This work trains a learner to imitate a human intervention’s decisions.

1. Introduction

The goal of HIRL is to enable the agent to learn without a single catastrophe.

  • This is achived in simple envs but with more complex catastrophes, the number is significantly reduced, though not to zero.
  • Authors compare this to giving an agent large negative rewards for catastrophic events without stopping them (Reward Shaping) - the agent still causes them later, unlike HIRL.
  • A catastrophic action is one the human overseer deems unacceptable.

2. Specification of HIRL

  • At each time-step, the human observes the current state s and proposed action a.
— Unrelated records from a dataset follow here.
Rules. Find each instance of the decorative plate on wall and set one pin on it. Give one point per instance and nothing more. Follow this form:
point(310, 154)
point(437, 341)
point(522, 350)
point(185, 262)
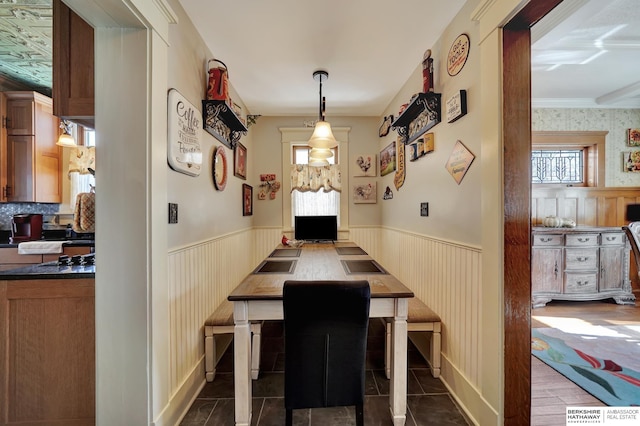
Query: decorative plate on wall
point(219, 168)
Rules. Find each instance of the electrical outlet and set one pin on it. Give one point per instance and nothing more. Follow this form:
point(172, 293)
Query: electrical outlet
point(173, 213)
point(424, 209)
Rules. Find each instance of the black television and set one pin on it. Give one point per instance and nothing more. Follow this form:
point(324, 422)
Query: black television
point(316, 228)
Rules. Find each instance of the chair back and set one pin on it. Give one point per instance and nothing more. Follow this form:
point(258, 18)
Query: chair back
point(325, 328)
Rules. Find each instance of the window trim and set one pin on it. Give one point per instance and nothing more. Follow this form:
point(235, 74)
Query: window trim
point(593, 144)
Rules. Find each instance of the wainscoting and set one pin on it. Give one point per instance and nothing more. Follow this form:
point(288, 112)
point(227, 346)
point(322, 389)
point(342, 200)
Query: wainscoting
point(446, 275)
point(587, 206)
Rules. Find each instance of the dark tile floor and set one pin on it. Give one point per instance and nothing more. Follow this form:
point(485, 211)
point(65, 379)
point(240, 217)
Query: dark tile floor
point(428, 402)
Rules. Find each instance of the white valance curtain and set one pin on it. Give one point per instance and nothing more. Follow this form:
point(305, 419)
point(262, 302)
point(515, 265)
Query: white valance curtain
point(311, 178)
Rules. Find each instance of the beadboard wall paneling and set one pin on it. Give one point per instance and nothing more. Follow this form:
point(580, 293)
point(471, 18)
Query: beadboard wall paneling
point(447, 277)
point(200, 278)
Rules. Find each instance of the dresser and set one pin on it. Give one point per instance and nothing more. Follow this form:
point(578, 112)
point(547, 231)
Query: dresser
point(583, 263)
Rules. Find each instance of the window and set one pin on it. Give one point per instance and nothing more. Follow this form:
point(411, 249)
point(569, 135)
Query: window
point(310, 203)
point(81, 179)
point(557, 166)
point(567, 158)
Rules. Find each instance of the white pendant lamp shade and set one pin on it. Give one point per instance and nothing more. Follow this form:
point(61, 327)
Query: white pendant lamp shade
point(66, 140)
point(322, 136)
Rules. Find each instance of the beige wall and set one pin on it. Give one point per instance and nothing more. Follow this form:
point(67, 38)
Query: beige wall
point(267, 158)
point(203, 211)
point(454, 210)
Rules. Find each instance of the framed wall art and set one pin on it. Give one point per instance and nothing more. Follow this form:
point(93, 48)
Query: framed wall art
point(457, 106)
point(633, 137)
point(458, 54)
point(240, 161)
point(631, 161)
point(364, 193)
point(365, 165)
point(247, 200)
point(388, 159)
point(386, 125)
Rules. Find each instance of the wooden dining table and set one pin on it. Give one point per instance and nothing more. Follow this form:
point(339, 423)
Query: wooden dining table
point(259, 297)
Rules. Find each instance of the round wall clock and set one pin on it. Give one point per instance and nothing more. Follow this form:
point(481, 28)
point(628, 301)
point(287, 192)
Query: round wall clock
point(219, 168)
point(458, 54)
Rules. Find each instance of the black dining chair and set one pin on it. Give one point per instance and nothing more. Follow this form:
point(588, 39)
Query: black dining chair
point(325, 334)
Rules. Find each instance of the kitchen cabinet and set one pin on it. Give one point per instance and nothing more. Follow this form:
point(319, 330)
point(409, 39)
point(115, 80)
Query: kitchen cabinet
point(73, 67)
point(31, 160)
point(47, 360)
point(584, 263)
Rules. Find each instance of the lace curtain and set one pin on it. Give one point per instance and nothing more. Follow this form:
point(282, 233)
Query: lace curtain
point(81, 158)
point(309, 178)
point(315, 191)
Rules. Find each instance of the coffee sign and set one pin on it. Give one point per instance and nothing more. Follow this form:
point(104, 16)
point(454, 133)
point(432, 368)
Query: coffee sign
point(458, 54)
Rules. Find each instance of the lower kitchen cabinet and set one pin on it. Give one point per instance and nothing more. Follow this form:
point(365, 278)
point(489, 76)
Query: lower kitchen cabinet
point(47, 355)
point(585, 263)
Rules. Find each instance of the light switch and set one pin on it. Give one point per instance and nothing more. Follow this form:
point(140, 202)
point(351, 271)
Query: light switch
point(173, 213)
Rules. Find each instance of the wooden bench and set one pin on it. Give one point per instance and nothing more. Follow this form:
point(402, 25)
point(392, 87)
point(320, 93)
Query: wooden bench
point(420, 318)
point(221, 323)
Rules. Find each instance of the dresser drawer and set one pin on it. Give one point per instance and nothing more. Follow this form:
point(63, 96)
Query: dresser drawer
point(581, 283)
point(581, 259)
point(582, 240)
point(547, 240)
point(613, 239)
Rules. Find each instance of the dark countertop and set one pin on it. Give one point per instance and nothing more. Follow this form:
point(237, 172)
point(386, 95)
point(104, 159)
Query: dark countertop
point(48, 271)
point(69, 242)
point(80, 240)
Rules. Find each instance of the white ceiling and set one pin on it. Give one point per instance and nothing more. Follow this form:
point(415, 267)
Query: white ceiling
point(369, 47)
point(586, 53)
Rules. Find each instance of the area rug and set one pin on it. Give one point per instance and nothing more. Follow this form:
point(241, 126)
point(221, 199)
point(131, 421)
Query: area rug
point(604, 361)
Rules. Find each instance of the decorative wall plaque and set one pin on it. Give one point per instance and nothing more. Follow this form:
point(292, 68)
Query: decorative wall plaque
point(458, 54)
point(457, 106)
point(185, 129)
point(459, 161)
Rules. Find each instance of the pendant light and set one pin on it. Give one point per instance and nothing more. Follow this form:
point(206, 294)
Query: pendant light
point(65, 139)
point(322, 139)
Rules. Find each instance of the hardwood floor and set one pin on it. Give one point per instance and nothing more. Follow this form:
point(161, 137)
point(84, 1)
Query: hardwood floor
point(551, 392)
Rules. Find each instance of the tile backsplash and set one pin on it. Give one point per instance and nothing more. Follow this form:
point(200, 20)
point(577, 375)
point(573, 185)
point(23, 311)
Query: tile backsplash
point(7, 210)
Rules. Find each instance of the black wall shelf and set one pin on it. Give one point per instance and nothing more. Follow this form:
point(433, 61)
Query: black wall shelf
point(423, 113)
point(222, 123)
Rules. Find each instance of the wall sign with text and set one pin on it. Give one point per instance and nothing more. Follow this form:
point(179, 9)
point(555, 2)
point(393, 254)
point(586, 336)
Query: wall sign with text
point(458, 54)
point(457, 106)
point(185, 128)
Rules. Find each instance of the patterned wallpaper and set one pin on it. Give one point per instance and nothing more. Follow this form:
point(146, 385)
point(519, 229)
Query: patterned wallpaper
point(615, 121)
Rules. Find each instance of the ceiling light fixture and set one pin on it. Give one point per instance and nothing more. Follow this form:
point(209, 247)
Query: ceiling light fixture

If (s, a) is catastrophic, the human sends a safe action $a^*$ to the env instead.
  • The new reward $r=R(s,a^\ast)$ is replaced with a penalty $r^*$.
  • During the oversight period, $(s, a)$ are stored with a binary label whether a human blocked it or not.
  • This dataset trains a classifier by Supervised Learning (SL) (“Blocker”) to imitate the human’s blocking decisions.
  • The oversight lasts until the Blocker performs well (no def given) on a held-out dataset, after which the blocker takes over for the rest of the time.
  • Oversight is done in multiple phases because of the $(s, a)$ distirbution shift during learning - which also happens on transfer to another agent.
  • This works with any RL algorithm.

3. Discussion

  • Oversight was done for 4.5 hours on most Atari but this was insufficient for more complex tasks (Road Runner).
  • HIRL can’t scale to complex tasks as the human time-labelling cost would be infeasible.
  • Authors conclude by giving points on possible ways to address this of which some are:
    • Data efficiency in data size needed to train the Blocker, and also for agent to learn unsafe actions.
    • Seeking catastrophies during oversight. i.e., Maximixize human labelling on (s, a) that are actually unsafe
    • Active Learning - The agent requests feedback on unsure states, instead of labelling over an entire duration.